Passing now to the top floor the visitor finds himself at the head of a broad hall running
almost the entire length of the building, and lined mostly with glass-fronted cabinets
containing a multitude of experimental incandescent lamps and an immense variety of
models of phonographs, motors, telegraph and telephone apparatus, meters, and a host of
other inventions upon which Edison's energies have at one time and another been bent.
Here also are other cabinets containing old papers and records, while further along the
wall are piled up boxes of historical models and instruments. In fact, this hallway, with its
conglomerate contents, may well be considered a scientific attic. It is to be hoped that at
no distant day these Edisoniana will be assembled and arranged in a fireproof museum
for the benefit of posterity.
In the front end of the building, and extending over the library, is a large room intended
originally and used for a time as the phonograph music-hall for record-making, but now
used only as an experimental- room for phonograph work, as the growth of the industry
has necessitated a very much larger and more central place where records can be made on
a commercial scale. Even the experimental work imposes no slight burden on it. On each
side of the hallway above mentioned, rooms are partitioned off and used for experimental
work of various kinds, mostly phonographic, although on this floor are also located the
storage-battery testing-room, a chemical and physical room and Edison's private office,
where all his personal correspondence and business affairs are conducted by his personal
secretary, Mr. H. F. Miller. A visitor to this upper floor of the laboratory building cannot
but be impressed with a consciousness of the incessant efforts that are being made to
improve the reproducing qualities of the phonograph, as he hears from all sides the
sounds of vocal and instrumental music constantly varying in volume and timbre, due to
changes in the experimental devices under trial.

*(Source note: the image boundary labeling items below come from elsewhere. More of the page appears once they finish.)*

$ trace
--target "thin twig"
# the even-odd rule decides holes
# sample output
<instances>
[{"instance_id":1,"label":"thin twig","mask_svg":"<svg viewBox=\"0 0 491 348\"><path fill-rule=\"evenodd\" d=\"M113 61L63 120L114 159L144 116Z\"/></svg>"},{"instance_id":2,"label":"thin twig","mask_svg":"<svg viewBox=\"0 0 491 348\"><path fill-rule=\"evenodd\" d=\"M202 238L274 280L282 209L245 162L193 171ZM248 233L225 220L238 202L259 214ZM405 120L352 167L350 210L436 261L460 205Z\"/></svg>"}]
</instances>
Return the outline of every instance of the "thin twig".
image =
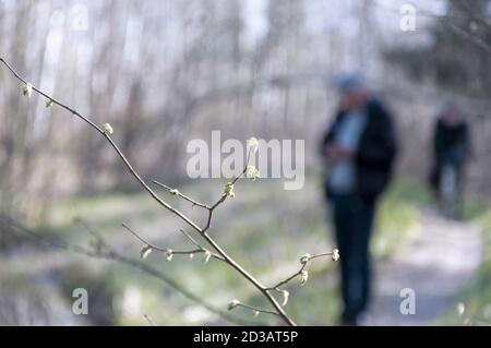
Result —
<instances>
[{"instance_id":1,"label":"thin twig","mask_svg":"<svg viewBox=\"0 0 491 348\"><path fill-rule=\"evenodd\" d=\"M170 248L161 248L158 247L154 243L151 243L149 241L147 241L146 239L144 239L143 237L141 237L139 233L136 233L134 230L132 230L130 227L128 227L128 225L122 224L122 227L129 231L131 235L133 235L137 240L140 240L142 243L144 243L147 248L155 250L155 251L159 251L166 254L172 254L172 255L194 255L194 254L200 254L200 253L206 253L209 252L206 249L204 249L203 247L201 247L200 244L195 243L195 245L197 247L197 249L192 249L192 250L173 250ZM221 257L220 255L209 252L211 257L215 257L218 259L220 261L224 261L224 257Z\"/></svg>"},{"instance_id":2,"label":"thin twig","mask_svg":"<svg viewBox=\"0 0 491 348\"><path fill-rule=\"evenodd\" d=\"M273 311L270 311L270 310L262 310L262 309L259 309L259 308L246 304L246 303L237 303L237 307L247 308L248 310L256 312L258 314L259 313L264 313L264 314L279 315L277 312L273 312Z\"/></svg>"},{"instance_id":3,"label":"thin twig","mask_svg":"<svg viewBox=\"0 0 491 348\"><path fill-rule=\"evenodd\" d=\"M21 77L12 68L10 64L7 63L7 61L0 57L0 61L13 73L13 75L20 80L21 82L23 82L24 84L27 84L27 82ZM228 194L226 192L224 192L224 194L221 195L221 197L218 200L218 202L209 207L208 209L208 220L206 223L206 227L204 229L201 229L194 221L192 221L188 216L185 216L184 214L182 214L180 211L173 208L172 206L170 206L167 202L165 202L154 190L152 190L152 188L145 182L145 180L143 180L140 175L136 172L136 170L133 168L133 166L130 164L130 161L128 160L128 158L124 156L124 154L121 152L121 149L119 148L119 146L113 142L113 140L111 139L111 136L108 134L108 132L106 132L105 130L103 130L101 128L99 128L98 125L96 125L94 122L92 122L89 119L87 119L86 117L82 116L81 113L76 112L75 110L71 109L70 107L63 105L62 103L58 101L57 99L52 98L51 96L45 94L44 92L39 91L38 88L33 86L33 91L39 93L40 95L45 96L46 98L50 99L53 101L53 104L59 105L60 107L64 108L65 110L69 110L70 112L72 112L73 115L75 115L76 117L81 118L82 120L84 120L85 122L87 122L92 128L94 128L97 132L99 132L111 145L111 147L115 149L115 152L118 154L118 156L121 158L121 160L124 163L124 165L127 166L127 168L130 170L131 175L139 181L139 183L142 185L142 188L159 204L161 205L164 208L166 208L167 211L171 212L172 214L177 215L178 217L180 217L185 224L188 224L191 228L193 228L195 231L200 232L202 235L202 237L206 240L206 242L208 244L211 244L215 251L218 253L218 255L220 255L224 259L224 262L227 263L229 266L231 266L232 268L235 268L243 278L246 278L249 283L251 283L268 301L275 308L275 310L278 312L278 315L282 317L282 320L290 326L296 325L295 322L286 314L286 312L284 311L284 309L282 308L282 305L279 305L279 303L276 301L276 299L266 290L266 288L261 285L261 283L259 283L258 279L255 279L251 274L249 274L249 272L247 272L242 266L240 266L232 257L230 257L224 249L221 249L221 247L209 236L206 233L206 231L209 229L211 227L211 223L212 223L212 215L213 215L213 211L220 205L221 203L224 203L227 200ZM249 155L251 154L251 151L249 152ZM249 159L250 156L248 156L248 164L249 164ZM246 168L243 169L242 173L235 178L230 184L235 184L241 177L243 177L247 172L248 166L246 166Z\"/></svg>"},{"instance_id":4,"label":"thin twig","mask_svg":"<svg viewBox=\"0 0 491 348\"><path fill-rule=\"evenodd\" d=\"M60 250L67 250L75 254L80 254L83 256L92 257L92 259L98 259L98 260L109 260L115 261L120 264L124 264L127 266L133 267L135 269L142 271L146 273L147 275L158 279L159 281L164 283L165 285L171 287L177 292L181 293L187 299L191 300L192 302L197 303L199 305L205 308L211 313L214 313L218 315L219 317L224 319L225 321L228 321L230 323L235 323L237 325L251 325L254 324L249 321L244 321L242 319L236 317L235 315L230 315L229 313L221 311L220 309L215 308L214 305L207 303L205 300L199 298L194 293L190 292L182 286L180 286L176 280L168 277L165 273L159 271L158 268L144 263L140 260L128 257L125 255L122 255L115 249L109 250L92 250L87 249L82 245L75 245L75 244L69 244L64 240L53 237L53 236L41 236L31 229L27 229L23 225L19 224L17 221L13 220L12 218L4 216L0 214L0 224L3 226L8 226L10 228L3 228L2 232L10 232L10 233L22 233L23 236L29 237L35 239L37 242L45 244L47 247L60 249ZM94 231L93 231L94 232ZM100 237L99 237L100 238ZM258 323L255 323L256 325Z\"/></svg>"},{"instance_id":5,"label":"thin twig","mask_svg":"<svg viewBox=\"0 0 491 348\"><path fill-rule=\"evenodd\" d=\"M191 199L190 196L188 196L188 195L181 193L181 192L180 192L179 190L177 190L177 189L169 188L169 187L166 185L165 183L161 183L161 182L159 182L159 181L157 181L157 180L154 180L153 182L154 182L157 187L160 187L160 188L166 189L167 191L169 191L170 194L175 194L175 195L177 195L177 196L183 199L184 201L190 202L193 206L201 206L202 208L209 209L209 207L208 207L206 204L200 203L200 202L197 202L196 200Z\"/></svg>"}]
</instances>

The traditions of the laboratory include cots placed in many of the rooms of these upper
floors, but that was in the earlier years when the strenuous scenes of Menlo Park were
repeated in the new quarters. Edison and his closest associates were accustomed to carry
their labors far into the wee sma' hours, and when physical nature demanded a respite
from work, a short rest would be obtained by going to bed on a cot. One would naturally
think that the wear and tear of this intense application, day after day and night after night,
would have tended to induce a heaviness and gravity of demeanor in these busy men; but
on the contrary, the old spirit of good- humor and prankishness was ever present, as its
fre- quent outbursts manifested from time to time. One instance will serve as an
illustration. One morning, about 2.30, the late Charles Batchelor announced that he was
tired and would go to bed. Leaving Edison and the others busily working, he went out
and returned quietly in slippered feet, with his nightgown on, the handle of a feather
duster stuck down his back with the feathers waving over his head, and his face marked.
With unearthly howls and shrieks, a l'Indien, he pranced about the room, incidentally
giving Edison a scare that made him jump up from his work. He saw the joke quickly,
however, and joined in the general merriment caused by this prank.